The following query returns the filter fields, how often they’re used, and which table they belong to. It looks complex at first, but it is generic. So, you can just copy/paste it into a notebook of your choice and run it. For those inclined, feel free to see what it does, so you can tweak it to your specific needs.

fetch dt.system.query_executions

//only apps where users write queries
| filter in(client.application_context, array("dynatrace.dashboards", "dynatrace.automations", "dynatrace.notebooks", "dynatrace.logs", "dynatrace.site.reliability.guardian"))
         OR client.internal_service_context == "dt.davis.anomaly-detector"

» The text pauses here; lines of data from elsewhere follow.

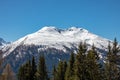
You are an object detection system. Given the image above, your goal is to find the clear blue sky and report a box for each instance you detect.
[0,0,120,41]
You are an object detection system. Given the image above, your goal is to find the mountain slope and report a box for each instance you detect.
[3,27,109,71]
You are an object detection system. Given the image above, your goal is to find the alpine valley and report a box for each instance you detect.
[0,26,111,72]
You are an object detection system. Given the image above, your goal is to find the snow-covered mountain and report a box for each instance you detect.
[0,38,9,50]
[2,27,109,71]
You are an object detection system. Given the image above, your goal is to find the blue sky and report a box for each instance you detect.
[0,0,120,41]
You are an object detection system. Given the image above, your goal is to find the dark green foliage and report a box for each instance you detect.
[74,43,87,80]
[65,53,75,80]
[105,38,120,80]
[52,66,57,80]
[18,39,120,80]
[56,61,67,80]
[36,56,49,80]
[31,56,37,80]
[18,57,36,80]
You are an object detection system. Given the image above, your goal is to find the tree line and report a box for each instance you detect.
[0,38,120,80]
[18,39,120,80]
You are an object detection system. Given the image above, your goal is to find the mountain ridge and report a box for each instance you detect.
[2,26,110,72]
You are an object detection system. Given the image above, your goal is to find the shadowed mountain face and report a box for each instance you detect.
[2,27,109,72]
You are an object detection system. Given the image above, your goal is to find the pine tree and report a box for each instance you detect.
[36,56,49,80]
[2,64,16,80]
[86,45,101,80]
[74,42,87,80]
[65,53,75,80]
[17,65,25,80]
[24,60,32,80]
[31,56,37,80]
[52,65,57,80]
[17,60,33,80]
[56,61,66,80]
[105,38,120,80]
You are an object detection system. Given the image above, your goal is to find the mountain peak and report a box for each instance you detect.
[38,26,61,32]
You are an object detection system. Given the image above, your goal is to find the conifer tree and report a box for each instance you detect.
[37,56,49,80]
[2,64,16,80]
[56,61,66,80]
[74,42,87,80]
[52,65,57,80]
[65,53,75,80]
[85,45,101,80]
[31,56,37,80]
[105,38,120,80]
[17,60,33,80]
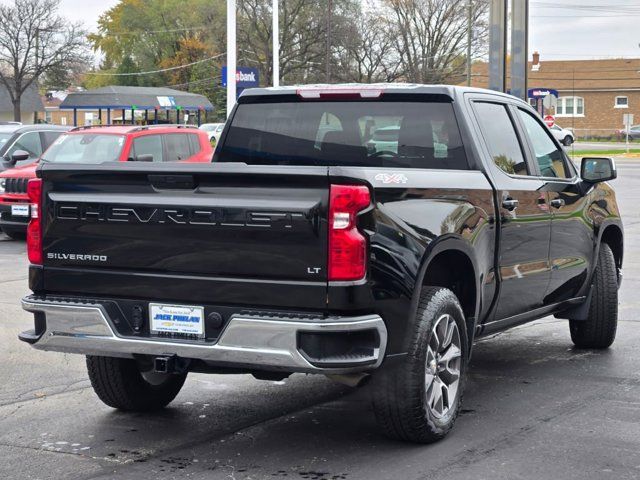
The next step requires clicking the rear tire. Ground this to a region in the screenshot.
[569,243,618,348]
[372,287,469,443]
[87,355,187,412]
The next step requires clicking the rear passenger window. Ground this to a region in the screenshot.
[133,135,164,162]
[164,133,191,162]
[475,102,529,175]
[518,109,572,178]
[6,132,42,158]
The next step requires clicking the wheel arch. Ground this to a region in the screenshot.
[598,223,624,270]
[414,236,482,347]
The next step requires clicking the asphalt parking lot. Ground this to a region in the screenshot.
[0,160,640,480]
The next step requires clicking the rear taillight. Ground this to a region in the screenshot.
[27,178,42,265]
[329,185,371,281]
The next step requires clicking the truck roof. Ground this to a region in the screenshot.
[240,83,515,102]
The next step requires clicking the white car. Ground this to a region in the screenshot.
[550,124,576,147]
[198,123,224,147]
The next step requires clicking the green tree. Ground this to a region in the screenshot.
[0,0,89,121]
[114,55,140,86]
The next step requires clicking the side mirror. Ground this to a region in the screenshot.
[580,157,618,183]
[9,150,31,165]
[129,153,153,162]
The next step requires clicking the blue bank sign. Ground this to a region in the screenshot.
[222,65,260,89]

//filter only on spans & logs buckets
| filter in(table,array("logs"))
| fieldsAdd dt.system.table = table
| fieldsAdd query_string = lower(query_string)
| filter contains(query_string, "matchesvalue")
| parse `query_string`, """$mv = 'matchesvalue' [' ']* '(' LD:field ',';

DATA $mv"""
| parse `query_string`, """$mv = 'matchesvalue' [' ']* '(' LD:field ',';
$eq = LD:field <<([' ']{1,10}) [' ']* '==' [' ']* '"*"';
ARRAY{DATA ($mv|$eq) (PUNCT|SPACE|ALNUM)}{1,200}:arr"""

//array ops
| expand arr
| fieldsAdd filterfield = arr[field]
| filter isNotNull(filterfield)

//sanitize fieldnames
| fieldsAdd filterfield = if (matchesPattern(filterfield, """ alpha '(' ("`"|alpha) LD?"""), splitString(filterfield, "(")[1], else: filterfield)
| fieldsAdd filterfield = if(startsWith(filterfield, "`"), splitString(filterfield, "`")[1], else: filterfield)
| fieldsAdd filterfield = if(startsWith(filterfield, "("), splitString(filterfield, "(")[1], else: filterfield)

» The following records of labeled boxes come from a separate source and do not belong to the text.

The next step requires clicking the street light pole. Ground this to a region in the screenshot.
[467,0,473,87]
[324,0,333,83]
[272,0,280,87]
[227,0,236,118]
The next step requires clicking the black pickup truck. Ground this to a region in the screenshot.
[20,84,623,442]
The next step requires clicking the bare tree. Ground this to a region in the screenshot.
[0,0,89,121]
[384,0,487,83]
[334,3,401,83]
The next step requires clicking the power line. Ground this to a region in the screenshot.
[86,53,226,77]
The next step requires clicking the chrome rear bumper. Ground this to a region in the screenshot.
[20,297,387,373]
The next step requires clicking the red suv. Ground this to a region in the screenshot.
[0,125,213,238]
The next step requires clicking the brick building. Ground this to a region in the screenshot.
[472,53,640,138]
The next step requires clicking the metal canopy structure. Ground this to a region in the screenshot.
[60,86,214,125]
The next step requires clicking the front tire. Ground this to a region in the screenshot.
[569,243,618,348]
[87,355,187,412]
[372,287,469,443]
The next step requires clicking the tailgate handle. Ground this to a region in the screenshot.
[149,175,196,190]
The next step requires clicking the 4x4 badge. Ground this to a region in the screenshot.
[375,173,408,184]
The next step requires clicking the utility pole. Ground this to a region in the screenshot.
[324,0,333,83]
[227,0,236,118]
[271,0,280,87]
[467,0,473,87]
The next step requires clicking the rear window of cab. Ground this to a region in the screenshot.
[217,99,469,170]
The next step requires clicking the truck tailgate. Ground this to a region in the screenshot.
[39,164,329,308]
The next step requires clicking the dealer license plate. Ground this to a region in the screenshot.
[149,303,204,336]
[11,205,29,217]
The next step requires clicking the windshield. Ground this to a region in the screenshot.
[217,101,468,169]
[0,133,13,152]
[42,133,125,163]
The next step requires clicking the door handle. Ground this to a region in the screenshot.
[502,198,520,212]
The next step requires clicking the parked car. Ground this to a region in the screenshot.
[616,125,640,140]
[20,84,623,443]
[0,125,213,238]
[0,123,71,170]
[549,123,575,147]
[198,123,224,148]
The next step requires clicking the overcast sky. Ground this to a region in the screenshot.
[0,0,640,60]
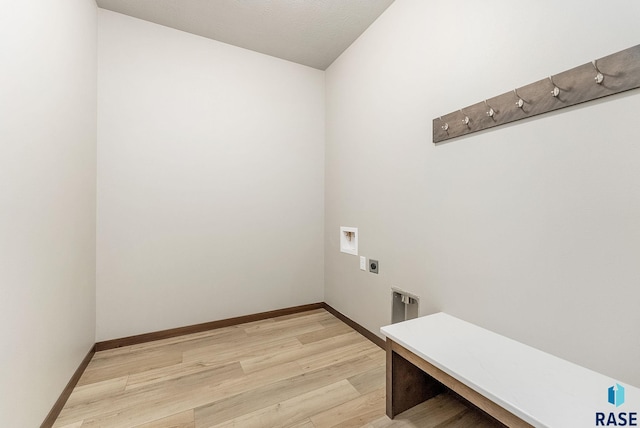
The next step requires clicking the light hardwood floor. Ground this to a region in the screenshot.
[54,309,500,428]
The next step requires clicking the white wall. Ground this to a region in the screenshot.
[97,10,324,340]
[325,0,640,386]
[0,0,96,427]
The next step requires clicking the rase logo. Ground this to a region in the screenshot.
[609,383,624,407]
[596,383,638,427]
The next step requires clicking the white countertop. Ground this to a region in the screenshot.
[380,312,640,428]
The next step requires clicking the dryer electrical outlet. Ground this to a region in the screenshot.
[369,259,380,274]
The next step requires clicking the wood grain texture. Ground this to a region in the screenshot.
[387,341,531,428]
[40,346,96,428]
[96,303,324,351]
[53,309,497,428]
[322,303,386,349]
[386,339,445,419]
[433,45,640,143]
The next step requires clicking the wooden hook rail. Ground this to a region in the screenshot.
[433,45,640,144]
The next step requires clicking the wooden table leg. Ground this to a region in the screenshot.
[387,338,445,419]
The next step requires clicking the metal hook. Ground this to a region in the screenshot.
[549,76,560,98]
[591,59,604,85]
[513,89,524,108]
[440,116,449,133]
[460,109,471,126]
[484,100,496,117]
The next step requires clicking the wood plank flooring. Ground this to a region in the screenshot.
[54,309,501,428]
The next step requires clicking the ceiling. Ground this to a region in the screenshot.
[96,0,394,70]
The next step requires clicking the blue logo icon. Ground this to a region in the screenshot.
[609,383,624,407]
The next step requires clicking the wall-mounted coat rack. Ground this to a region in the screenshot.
[433,45,640,144]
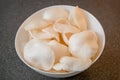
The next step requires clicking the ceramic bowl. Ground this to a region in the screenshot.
[15,5,105,78]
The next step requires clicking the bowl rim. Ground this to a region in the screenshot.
[14,5,106,75]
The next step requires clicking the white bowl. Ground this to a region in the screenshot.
[15,5,105,78]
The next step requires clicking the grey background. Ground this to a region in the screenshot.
[0,0,120,80]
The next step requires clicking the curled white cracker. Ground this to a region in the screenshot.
[53,23,80,33]
[69,31,98,59]
[48,40,70,63]
[24,39,55,71]
[43,8,68,21]
[42,26,60,41]
[68,6,87,31]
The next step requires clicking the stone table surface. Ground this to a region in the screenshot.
[0,0,120,80]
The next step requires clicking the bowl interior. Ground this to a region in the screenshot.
[15,5,105,77]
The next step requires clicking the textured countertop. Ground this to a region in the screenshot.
[0,0,120,80]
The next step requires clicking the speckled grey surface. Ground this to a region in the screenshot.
[0,0,120,80]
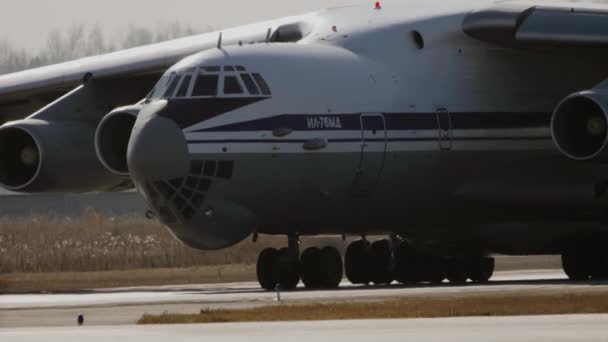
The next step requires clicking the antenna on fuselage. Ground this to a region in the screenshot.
[217,32,222,50]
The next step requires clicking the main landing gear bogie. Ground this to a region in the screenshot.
[257,239,494,290]
[257,247,344,290]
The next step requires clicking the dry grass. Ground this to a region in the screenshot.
[0,210,343,274]
[138,290,608,324]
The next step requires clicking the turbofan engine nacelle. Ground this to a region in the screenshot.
[0,119,125,192]
[551,90,608,160]
[95,104,142,176]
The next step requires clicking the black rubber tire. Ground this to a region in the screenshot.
[344,240,371,285]
[562,252,591,281]
[369,239,395,285]
[395,241,421,284]
[469,257,495,283]
[278,248,300,290]
[319,247,344,289]
[300,247,323,289]
[445,258,469,284]
[256,248,279,291]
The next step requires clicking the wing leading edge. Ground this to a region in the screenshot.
[462,2,608,47]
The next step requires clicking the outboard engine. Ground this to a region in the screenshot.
[0,119,125,192]
[551,90,608,161]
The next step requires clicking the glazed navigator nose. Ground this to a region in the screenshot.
[127,101,190,184]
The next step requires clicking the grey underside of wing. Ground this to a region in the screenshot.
[0,22,280,124]
[463,2,608,47]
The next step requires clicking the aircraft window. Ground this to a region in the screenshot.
[253,73,271,95]
[175,75,192,97]
[192,75,219,96]
[241,74,260,95]
[201,67,220,72]
[150,75,173,99]
[164,76,181,98]
[224,76,243,94]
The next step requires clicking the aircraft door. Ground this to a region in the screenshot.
[435,108,453,151]
[355,114,387,195]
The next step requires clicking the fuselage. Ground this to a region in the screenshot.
[128,1,608,253]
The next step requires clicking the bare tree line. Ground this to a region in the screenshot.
[0,22,208,75]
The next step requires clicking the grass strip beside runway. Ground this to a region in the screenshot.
[138,289,608,324]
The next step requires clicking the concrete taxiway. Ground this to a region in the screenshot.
[0,270,608,328]
[0,315,608,342]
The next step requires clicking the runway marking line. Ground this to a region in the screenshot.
[138,287,608,324]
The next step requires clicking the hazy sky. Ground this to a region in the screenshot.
[0,0,360,49]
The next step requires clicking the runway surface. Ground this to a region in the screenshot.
[0,270,608,328]
[0,315,608,342]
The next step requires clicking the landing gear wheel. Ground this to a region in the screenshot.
[395,241,420,284]
[562,252,591,280]
[369,240,394,285]
[469,258,495,283]
[256,248,280,290]
[445,258,469,284]
[344,240,371,285]
[278,248,300,290]
[318,247,344,289]
[300,247,323,289]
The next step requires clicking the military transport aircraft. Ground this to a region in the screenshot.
[0,0,608,289]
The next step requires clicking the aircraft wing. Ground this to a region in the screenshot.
[463,1,608,47]
[0,18,292,125]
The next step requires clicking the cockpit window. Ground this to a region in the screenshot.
[192,74,219,96]
[164,76,181,98]
[241,74,260,95]
[148,75,173,99]
[175,75,192,97]
[253,73,271,95]
[201,67,220,72]
[224,76,243,95]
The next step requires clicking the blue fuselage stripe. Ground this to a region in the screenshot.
[190,112,551,132]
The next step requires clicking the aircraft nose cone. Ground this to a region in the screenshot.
[127,101,190,184]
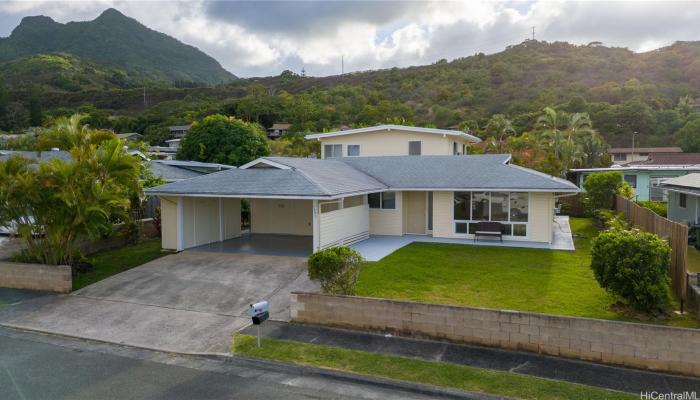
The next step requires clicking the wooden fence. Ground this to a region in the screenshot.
[615,196,688,309]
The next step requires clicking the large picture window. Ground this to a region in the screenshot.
[453,192,530,237]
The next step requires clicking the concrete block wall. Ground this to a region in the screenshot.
[291,293,700,376]
[0,261,73,293]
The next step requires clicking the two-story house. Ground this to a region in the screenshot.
[147,125,579,255]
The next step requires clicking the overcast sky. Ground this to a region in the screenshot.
[0,0,700,77]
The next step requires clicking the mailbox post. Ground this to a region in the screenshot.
[248,301,270,347]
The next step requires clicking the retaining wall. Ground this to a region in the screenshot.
[0,261,73,293]
[291,293,700,376]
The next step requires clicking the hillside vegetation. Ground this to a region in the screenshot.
[0,9,235,89]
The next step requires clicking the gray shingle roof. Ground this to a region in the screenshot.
[147,154,579,198]
[151,162,204,182]
[341,154,578,191]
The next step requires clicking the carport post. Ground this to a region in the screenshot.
[177,196,185,251]
[311,200,321,252]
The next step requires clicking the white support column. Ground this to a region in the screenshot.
[219,197,226,242]
[311,200,321,252]
[177,196,185,251]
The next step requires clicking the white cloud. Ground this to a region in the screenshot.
[0,0,700,76]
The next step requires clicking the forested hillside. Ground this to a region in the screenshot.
[0,34,700,151]
[0,9,235,86]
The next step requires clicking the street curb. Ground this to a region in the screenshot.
[0,324,508,400]
[0,323,231,358]
[230,354,509,400]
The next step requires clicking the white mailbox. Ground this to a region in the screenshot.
[248,301,270,317]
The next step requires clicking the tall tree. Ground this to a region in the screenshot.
[177,114,270,166]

| summarize count = count(), by: {filterfield, dt.system.table}
| sort count desc

The k8s.container.name field is the most frequently used when querying logs. The next step shows how to further investigate these specific queries.

martin_goodwell · ‎15 Apr 2026

Step 2: Check the Variation of the top used fields

When investigating specific fields, we also need to account for null values. Not every log line will be related to a Kubernetes container, so we’ll consolidate these as ‘other’.

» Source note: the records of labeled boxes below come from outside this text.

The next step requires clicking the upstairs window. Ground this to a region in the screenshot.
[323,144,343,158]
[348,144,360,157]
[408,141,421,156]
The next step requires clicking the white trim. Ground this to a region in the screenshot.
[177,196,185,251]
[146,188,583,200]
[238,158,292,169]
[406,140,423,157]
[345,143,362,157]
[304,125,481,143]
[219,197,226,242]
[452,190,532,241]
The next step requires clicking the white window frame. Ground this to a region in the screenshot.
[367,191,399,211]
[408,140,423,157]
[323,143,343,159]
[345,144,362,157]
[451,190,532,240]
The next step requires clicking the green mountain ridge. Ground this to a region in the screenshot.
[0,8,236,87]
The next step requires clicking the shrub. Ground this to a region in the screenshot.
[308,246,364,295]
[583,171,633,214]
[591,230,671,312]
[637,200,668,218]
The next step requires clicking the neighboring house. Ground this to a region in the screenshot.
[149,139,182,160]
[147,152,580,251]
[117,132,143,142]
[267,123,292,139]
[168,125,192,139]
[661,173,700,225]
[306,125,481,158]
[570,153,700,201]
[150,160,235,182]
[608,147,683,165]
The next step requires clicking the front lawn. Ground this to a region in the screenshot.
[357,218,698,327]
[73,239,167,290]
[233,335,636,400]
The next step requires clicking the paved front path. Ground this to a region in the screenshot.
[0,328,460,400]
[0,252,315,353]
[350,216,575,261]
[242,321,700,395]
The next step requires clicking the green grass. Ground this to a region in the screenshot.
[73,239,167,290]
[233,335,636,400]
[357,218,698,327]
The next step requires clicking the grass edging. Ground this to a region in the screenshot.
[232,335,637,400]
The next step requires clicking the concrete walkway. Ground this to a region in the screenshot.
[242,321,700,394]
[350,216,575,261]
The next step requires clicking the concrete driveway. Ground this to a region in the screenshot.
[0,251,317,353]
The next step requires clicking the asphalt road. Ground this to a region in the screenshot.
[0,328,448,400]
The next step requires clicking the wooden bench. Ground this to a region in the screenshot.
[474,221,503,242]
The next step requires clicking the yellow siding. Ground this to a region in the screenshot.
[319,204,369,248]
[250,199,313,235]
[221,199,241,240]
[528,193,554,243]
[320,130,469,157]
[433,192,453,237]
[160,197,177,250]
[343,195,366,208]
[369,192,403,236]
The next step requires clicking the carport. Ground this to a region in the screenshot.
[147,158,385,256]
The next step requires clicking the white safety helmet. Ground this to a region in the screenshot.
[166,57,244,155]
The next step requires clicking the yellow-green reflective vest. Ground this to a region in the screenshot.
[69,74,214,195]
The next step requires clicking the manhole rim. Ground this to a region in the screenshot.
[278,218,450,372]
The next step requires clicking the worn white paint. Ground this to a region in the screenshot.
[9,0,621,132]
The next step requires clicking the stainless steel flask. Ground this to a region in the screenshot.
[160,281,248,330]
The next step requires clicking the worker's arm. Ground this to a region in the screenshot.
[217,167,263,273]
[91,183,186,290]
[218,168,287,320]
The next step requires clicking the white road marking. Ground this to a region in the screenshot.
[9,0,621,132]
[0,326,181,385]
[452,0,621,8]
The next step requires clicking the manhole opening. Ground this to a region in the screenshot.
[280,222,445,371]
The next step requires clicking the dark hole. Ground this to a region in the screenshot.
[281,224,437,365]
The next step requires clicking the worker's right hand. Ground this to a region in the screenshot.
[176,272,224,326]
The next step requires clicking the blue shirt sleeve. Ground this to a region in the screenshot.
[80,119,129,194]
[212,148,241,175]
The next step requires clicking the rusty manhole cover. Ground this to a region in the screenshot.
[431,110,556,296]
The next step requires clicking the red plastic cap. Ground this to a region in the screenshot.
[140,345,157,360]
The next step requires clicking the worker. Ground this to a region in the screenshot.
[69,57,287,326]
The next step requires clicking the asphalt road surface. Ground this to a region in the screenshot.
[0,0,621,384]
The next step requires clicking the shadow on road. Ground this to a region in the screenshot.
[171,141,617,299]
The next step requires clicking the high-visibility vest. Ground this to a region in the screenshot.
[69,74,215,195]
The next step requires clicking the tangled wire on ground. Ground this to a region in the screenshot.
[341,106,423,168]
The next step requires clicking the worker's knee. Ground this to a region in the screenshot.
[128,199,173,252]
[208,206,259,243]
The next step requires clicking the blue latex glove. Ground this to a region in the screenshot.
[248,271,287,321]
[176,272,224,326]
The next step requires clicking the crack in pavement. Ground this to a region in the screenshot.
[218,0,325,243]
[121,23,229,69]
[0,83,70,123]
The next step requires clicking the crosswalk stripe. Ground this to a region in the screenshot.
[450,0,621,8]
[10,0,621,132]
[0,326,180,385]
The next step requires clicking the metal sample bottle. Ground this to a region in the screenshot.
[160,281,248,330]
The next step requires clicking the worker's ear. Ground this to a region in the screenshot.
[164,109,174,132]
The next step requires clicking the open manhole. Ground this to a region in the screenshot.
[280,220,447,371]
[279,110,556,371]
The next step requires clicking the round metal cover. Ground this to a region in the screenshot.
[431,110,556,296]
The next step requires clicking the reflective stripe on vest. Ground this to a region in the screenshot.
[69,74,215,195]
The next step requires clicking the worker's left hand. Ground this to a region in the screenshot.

fetch logs, scanLimitGBytes:-1
| fieldsAdd k8s.container.name = if(isNull(k8s.container.name), "other", else: k8s.container.name)
| summarize {size = sum(stringLength(content)), records = count()}, by: { k8s.container.name}
| sort records desc

And you should not just check for the top result. Here’s the result of k8s.cluster.name, which was the second most used field.

fetch logs, scanLimitGBytes:-1
| fieldsAdd k8s.cluster.name = if(isNull(k8s.cluster.name), "other", else: k8s.cluster.name)
| summarize {size = sum(stringLength(content)), records = count()}, by: { k8s.cluster.name }
| sort records desc

Again, we consolidated all log queries unrelated to k8s.cluster.name under the ‘other’ label.

Of course, we’d like to know how we could further split ‘other’. Ideally, you’d use fields that are filled for as many entries as possible.

These are just indicators you can use to reason about what works best for your environments. For example, the ‘status’ field (containing the log level) is used very frequently for filtering. But in practice, it’s clear that you’d only filter by ‘status’ in combination with additional filters.

You know your environment better than anyone else. So, align the numbers with what you think makes sense and base your decision on both aspects.